HAYWARD, California (August 9, 2018) -- Steph Curry proved last year that he’s not intimidated by professional golf events.
His encore performance? Somehow it could be even better, by a significant margin.
The two-time MVP guard of the Golden State Warriors birdied three of his final seven holes Thursday at the Web.com Tour’s Ellie Mae Classic to rally for a 1-over 71 in the opening round at TPC Stonebrae.
That would be a score three shots better than his first round in this event last year. And that 74, in the amateur’s Web.com Tour debut, was considered a pretty significant success.
Once again, don’t doubt Curry.
When he reached the clubhouse, Curry was in a tie for 115th – although he will likely drop a little with the afternoon wave just off (the event is in California) and this course being gettable.
By day’s end, the projected cut will likely be 1 or 2 under … which means Curry actually will begin Friday with at least a tiny chance to make the weekend.
As we did last year, let’s contextualize this.
Does an outside chance to make the cut after 18 holes sound impressive for a seasoned professional golfer? No.
But Curry is competing in just his second career Web.com Tour event, and these are really his only forays into high-level competitive golf. He also doesn’t train for this sport at this level because, you know, he kind of has another professional sport that takes up his training time.
He was around a 2 handicap heading into this event last year and currently has a 0.0. That’s impressive improvement but a vast cry from the indexes pros at this level sport.
And history shows that athletes from other sports foraying into the Web.com Tour or PGA Tour for a week tend to feel the pressure and shoot rounds in the high 70s, 80s or worse. Often it’s a last-place finish or thereabouts.
(Here’s an example: John Smoltz, a plus-2 handicap at the time, went 84-87 in a 2011 Web.com Tour event to finish in last by nine shots.)
So this is just incredible stuff from Curry, really.
He’s already ahead of 14 players in the clubhouse, among those Brian Davis (3-over 73) – who has finished runner-up five times in 358 PGA Tour starts and made over $13 million on the big circuit.

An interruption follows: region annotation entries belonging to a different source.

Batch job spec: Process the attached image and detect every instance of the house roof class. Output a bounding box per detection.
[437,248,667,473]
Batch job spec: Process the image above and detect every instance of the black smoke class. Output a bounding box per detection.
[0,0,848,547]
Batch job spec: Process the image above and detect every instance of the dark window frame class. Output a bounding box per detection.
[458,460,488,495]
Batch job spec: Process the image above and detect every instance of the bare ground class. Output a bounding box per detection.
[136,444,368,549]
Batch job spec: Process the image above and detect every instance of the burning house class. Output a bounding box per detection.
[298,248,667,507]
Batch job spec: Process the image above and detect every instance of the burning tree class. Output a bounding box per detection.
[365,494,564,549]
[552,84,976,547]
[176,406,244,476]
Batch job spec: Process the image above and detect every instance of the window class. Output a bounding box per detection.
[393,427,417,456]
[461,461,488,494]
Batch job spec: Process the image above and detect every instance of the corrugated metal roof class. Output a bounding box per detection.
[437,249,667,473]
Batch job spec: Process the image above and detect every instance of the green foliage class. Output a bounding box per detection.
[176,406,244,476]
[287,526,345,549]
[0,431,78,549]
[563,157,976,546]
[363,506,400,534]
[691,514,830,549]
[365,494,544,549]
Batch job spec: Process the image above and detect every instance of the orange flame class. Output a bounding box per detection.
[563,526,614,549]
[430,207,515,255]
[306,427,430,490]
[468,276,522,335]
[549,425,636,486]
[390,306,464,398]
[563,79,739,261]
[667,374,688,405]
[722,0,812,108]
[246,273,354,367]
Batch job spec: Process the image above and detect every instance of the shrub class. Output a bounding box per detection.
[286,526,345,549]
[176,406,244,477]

His playing competitors, Cameron Champ and Martin Trainer, didn’t beat him by much with Champ going 2-under 68 and Trainer firing a 1-under 69. (Adam Long and Seth Reeves currently co-lead at 7 under.)
Trainer has won twice on the Web.com Tour this season, and Champ has a 2018 victory also – along with the fact that the 23-year-old is considered one of the game’s top young talents.

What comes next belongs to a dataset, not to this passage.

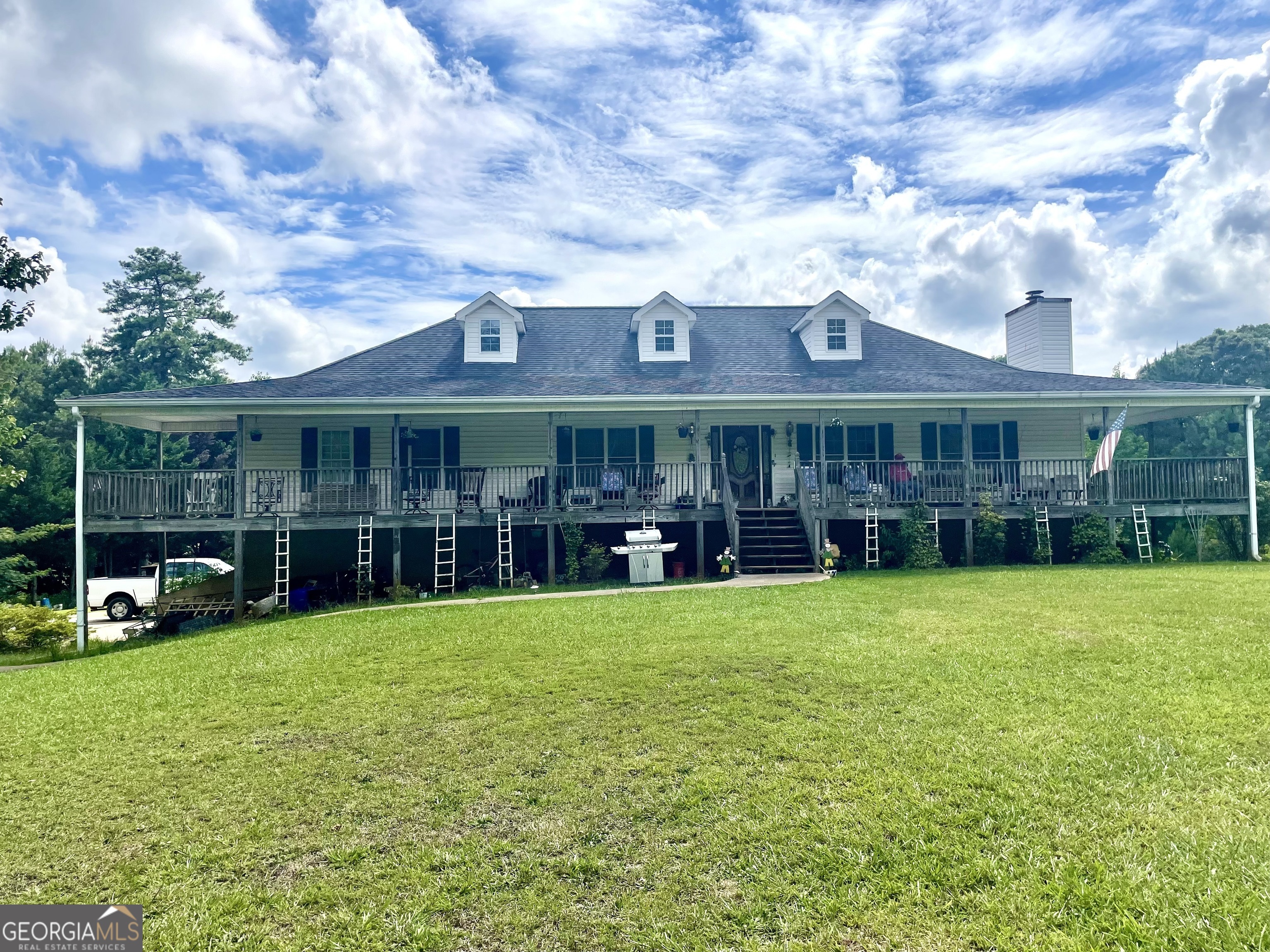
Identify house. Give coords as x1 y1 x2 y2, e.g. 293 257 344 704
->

There’s all that, and then we consider how Curry reached his score.
Curry did just fine in his first 11 holes, with four bogeys and seven pars as he appeared headed to something around his impressive opening 74 from Thursday last year.
But then he caught fire. Curry made his first birdie of the day at the par-5 third (his 12th) to get back to 3 over.
He then birdied the seventh to move back to 2 over and nearly holed out for eagle as his approach at the eighth hit the pin!
That would lead to birdie and boosting him to 1 over.
It actually could’ve been an even better finish, as Curry hit a rope of a second shot into the closing par-5 ninth that saw the ball land some 15-20 feet below the pin and bound to the back fringe.
That left him a roughly 40-foot putt for eagle. He came up 6-7 feet short on the attempt, though, and pushed the remainder to fail in his bid for three straight birdies to close and a first-round 70.
It was a rare disappointment on this day.
Maybe he’s not near the top of the leaderboard, and it’s still way more likely than not that this will be another two-day experiment rather than four.
But don’t let that fool you: Curry is doing some sensational work in his rare starts in professional golf.